Sun, Nov 27, 2011
Iran: Next target of Islamic law enforcement campaign: internet cafés and photography shops
Originally published by the Meir Amit Intelligence and Terrorism Information Center in bulletin number 142.
Tehran’s police chief Hossein Sajedinia reported last weekend that the Tehran police recently launched an operation to shut down illegal photography shops and internet cafés which provide their clients with banned services. He noted that the police will take strong action against those who “mislead the youth” and violate the law or social norms.
According to Sajedinia, the police was prompted to launch the operation by complaints it received from many families about inappropriate services offered by photography shops and internet cafés to young people. He said that, among other things, photography shop owners expose private photos that cause numerous family problems, and internet cafés provide illegal services. As the operation began the Tehran police inspected 90 photography shops and 260 internet cafés, issued tickets, and even shut down some of them (ISNA, November 19).

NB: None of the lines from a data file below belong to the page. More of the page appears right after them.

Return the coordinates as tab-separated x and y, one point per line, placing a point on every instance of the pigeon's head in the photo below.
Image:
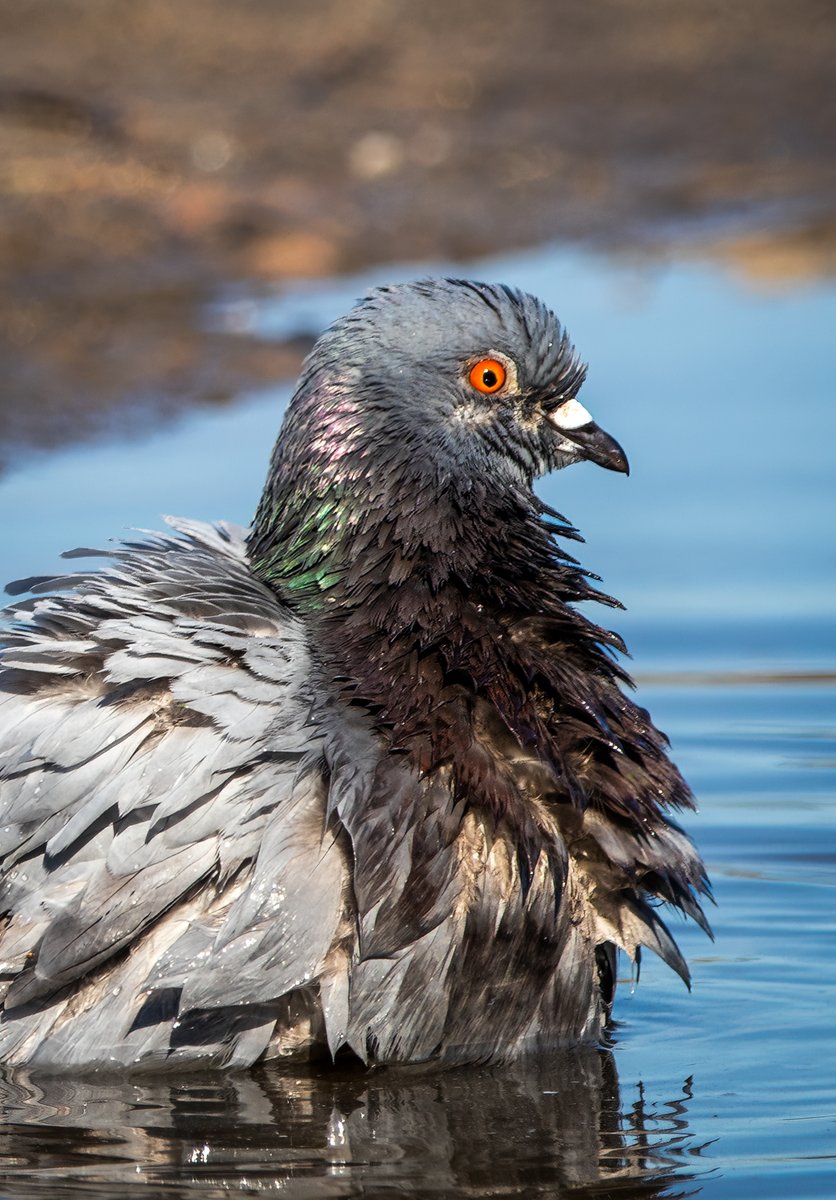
459	378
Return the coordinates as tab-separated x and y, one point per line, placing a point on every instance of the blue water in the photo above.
722	544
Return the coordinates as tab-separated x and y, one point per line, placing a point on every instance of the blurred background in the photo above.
151	153
188	191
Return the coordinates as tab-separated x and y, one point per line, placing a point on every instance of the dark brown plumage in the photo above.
368	780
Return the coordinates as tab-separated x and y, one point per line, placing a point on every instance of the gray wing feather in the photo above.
160	795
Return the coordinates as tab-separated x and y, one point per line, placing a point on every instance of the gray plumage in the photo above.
360	779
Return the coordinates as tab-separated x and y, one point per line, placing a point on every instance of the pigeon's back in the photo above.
364	780
163	814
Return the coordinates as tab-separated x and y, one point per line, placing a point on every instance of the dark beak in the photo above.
573	423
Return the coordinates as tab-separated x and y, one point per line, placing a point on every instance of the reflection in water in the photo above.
557	1128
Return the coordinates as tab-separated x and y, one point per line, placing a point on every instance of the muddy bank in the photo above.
152	153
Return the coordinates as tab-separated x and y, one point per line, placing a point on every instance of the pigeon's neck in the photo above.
401	547
419	599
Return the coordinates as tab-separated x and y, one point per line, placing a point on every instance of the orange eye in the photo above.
487	376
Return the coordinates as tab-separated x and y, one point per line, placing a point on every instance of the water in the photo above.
721	544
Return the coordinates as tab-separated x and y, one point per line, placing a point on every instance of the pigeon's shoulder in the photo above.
158	773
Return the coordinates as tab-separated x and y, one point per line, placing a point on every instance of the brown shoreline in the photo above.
152	153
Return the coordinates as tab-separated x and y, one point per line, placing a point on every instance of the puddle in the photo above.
721	544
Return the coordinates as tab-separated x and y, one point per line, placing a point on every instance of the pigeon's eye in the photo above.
487	376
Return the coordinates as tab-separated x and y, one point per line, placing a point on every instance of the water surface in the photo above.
721	544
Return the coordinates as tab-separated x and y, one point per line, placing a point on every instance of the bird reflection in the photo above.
558	1127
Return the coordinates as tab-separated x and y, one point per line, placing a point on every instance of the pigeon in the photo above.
362	781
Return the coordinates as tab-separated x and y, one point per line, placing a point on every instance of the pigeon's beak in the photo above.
573	423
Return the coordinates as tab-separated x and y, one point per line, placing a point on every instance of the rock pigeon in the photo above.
361	780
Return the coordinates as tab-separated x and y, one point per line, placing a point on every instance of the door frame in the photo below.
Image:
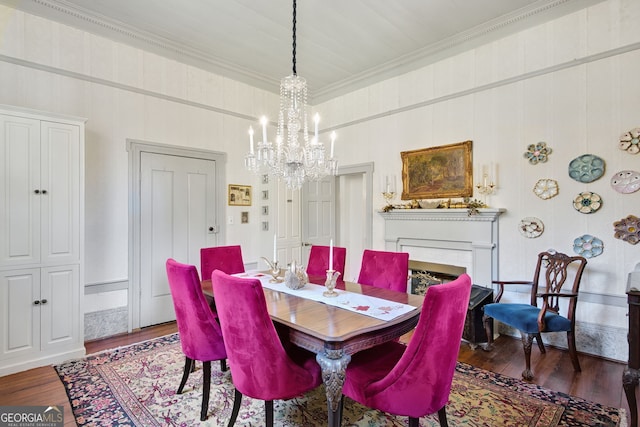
135	148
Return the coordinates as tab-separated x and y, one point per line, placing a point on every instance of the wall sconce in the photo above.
486	182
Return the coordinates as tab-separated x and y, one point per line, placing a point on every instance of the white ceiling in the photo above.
341	44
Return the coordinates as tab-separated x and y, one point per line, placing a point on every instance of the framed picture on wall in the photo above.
437	172
239	195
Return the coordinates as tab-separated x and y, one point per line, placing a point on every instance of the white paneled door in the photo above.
177	211
318	211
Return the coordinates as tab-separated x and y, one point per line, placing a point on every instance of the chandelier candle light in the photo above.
294	158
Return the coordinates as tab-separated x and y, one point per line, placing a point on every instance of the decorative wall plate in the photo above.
537	153
588	246
586	168
627	229
626	182
587	202
531	227
546	188
630	141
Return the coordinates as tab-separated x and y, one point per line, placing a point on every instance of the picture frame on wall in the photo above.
239	195
438	172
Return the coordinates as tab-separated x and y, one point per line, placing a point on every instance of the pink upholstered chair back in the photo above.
383	269
420	382
200	334
224	258
319	260
260	366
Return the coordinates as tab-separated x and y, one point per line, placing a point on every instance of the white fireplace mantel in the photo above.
448	231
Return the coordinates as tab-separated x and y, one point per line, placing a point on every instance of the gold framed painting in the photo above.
437	172
239	195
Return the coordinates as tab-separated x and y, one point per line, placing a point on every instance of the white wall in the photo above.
127	93
572	83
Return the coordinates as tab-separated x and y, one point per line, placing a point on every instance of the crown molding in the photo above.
69	14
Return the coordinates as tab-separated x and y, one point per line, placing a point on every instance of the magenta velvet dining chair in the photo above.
389	270
319	260
415	380
224	258
200	333
260	366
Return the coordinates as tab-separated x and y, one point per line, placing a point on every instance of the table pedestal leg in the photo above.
629	382
333	364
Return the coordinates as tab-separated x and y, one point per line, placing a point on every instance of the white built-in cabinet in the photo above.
41	238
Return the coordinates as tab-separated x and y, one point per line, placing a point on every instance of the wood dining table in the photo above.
334	333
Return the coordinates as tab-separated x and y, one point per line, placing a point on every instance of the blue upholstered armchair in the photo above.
553	271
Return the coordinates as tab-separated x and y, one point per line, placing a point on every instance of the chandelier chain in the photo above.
293	156
294	39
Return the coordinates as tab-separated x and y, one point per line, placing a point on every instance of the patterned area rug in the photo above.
136	386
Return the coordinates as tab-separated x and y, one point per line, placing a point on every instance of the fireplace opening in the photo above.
425	274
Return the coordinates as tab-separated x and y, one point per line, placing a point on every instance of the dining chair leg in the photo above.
442	417
527	341
268	413
237	400
188	363
206	387
540	343
487	321
573	353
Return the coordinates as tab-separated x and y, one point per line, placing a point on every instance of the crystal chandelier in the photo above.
294	157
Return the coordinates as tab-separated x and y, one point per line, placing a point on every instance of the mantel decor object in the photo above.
437	172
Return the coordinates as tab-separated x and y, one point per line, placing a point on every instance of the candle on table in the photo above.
333	142
263	121
331	255
251	139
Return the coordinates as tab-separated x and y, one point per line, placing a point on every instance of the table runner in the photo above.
364	304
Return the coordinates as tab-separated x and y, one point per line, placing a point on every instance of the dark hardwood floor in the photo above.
600	380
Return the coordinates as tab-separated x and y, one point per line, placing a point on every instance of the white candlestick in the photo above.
275	249
333	142
331	255
263	121
251	139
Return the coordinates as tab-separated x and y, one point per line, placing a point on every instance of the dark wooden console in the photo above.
632	371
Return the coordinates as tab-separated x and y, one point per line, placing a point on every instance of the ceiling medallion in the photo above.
546	188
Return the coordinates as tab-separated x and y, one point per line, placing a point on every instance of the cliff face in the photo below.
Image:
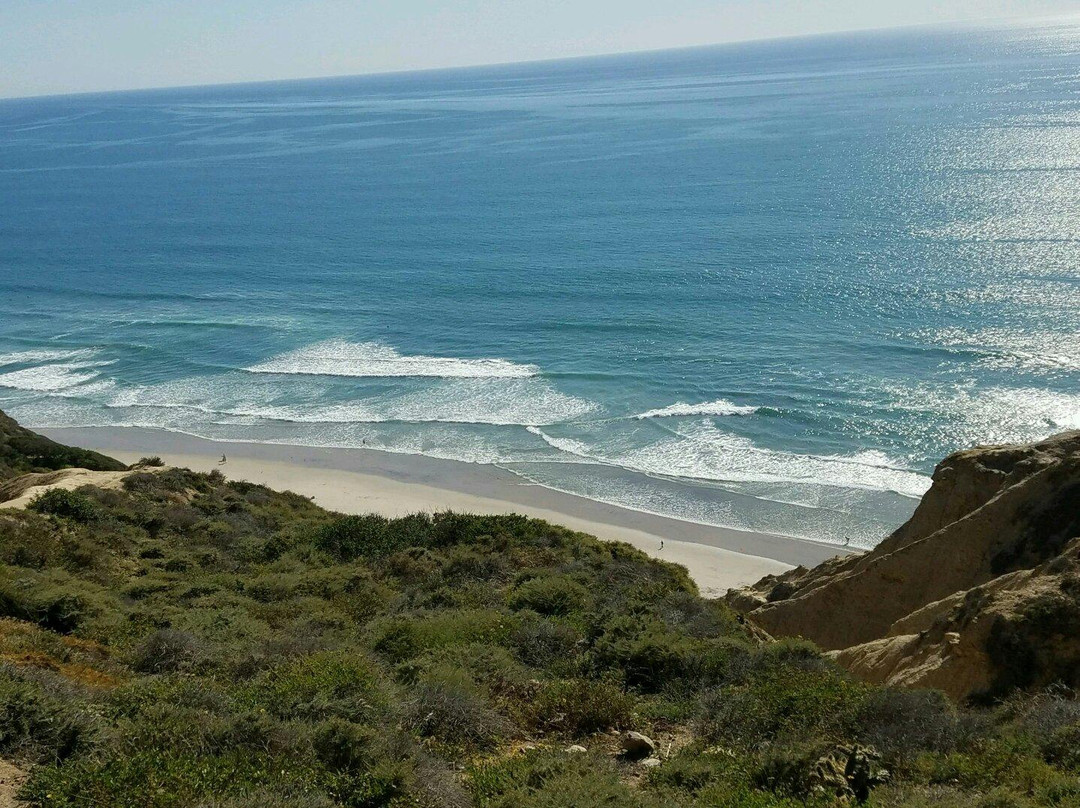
977	593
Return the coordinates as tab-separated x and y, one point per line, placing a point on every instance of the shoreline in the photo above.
364	481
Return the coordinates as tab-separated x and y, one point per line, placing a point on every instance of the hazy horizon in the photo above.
103	51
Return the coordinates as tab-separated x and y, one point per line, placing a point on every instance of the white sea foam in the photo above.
46	354
703	452
500	402
564	444
718	407
48	378
340	358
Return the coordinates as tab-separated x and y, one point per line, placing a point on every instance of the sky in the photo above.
50	46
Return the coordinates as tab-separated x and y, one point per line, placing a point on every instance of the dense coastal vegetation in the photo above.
180	640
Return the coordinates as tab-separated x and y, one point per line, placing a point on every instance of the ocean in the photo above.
764	285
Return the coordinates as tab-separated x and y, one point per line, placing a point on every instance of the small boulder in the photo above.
636	745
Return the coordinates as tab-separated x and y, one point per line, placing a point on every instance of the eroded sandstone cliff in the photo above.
976	594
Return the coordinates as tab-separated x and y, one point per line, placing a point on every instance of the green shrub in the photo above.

A number of conservative news websites have complained recently that internet cafés operating in Tehran have become the preferred recreation sites for youngsters who do not comply with Islamic religious law and do not adhere to the Islamic dress code and moral values. Young men and women spend hours sitting side by side, talking to each other, smoking, and listening to music in an inappropriate environment (Farda News, September 16).
In recent years internal security forces have stepped up the campaign to enforce the Islamic code in various fields, which include confiscating satellite dishes, enforcing the Islamic dress code, confiscating unlicensed DVD films, closing down barber shops that offer Western-style haircuts, and taking action against designers of “inappropriate-style” clothing.
In June 2007 internal security forces chief Esma’il Ahmadi-Moghaddam announced that many internet cafés that cater mostly to young people operate without a license and violate the law. Iranian law has clear criteria as to who qualifies to operate an internet café, stating among other things that such a business may only be opened by a married person aged 30 or older.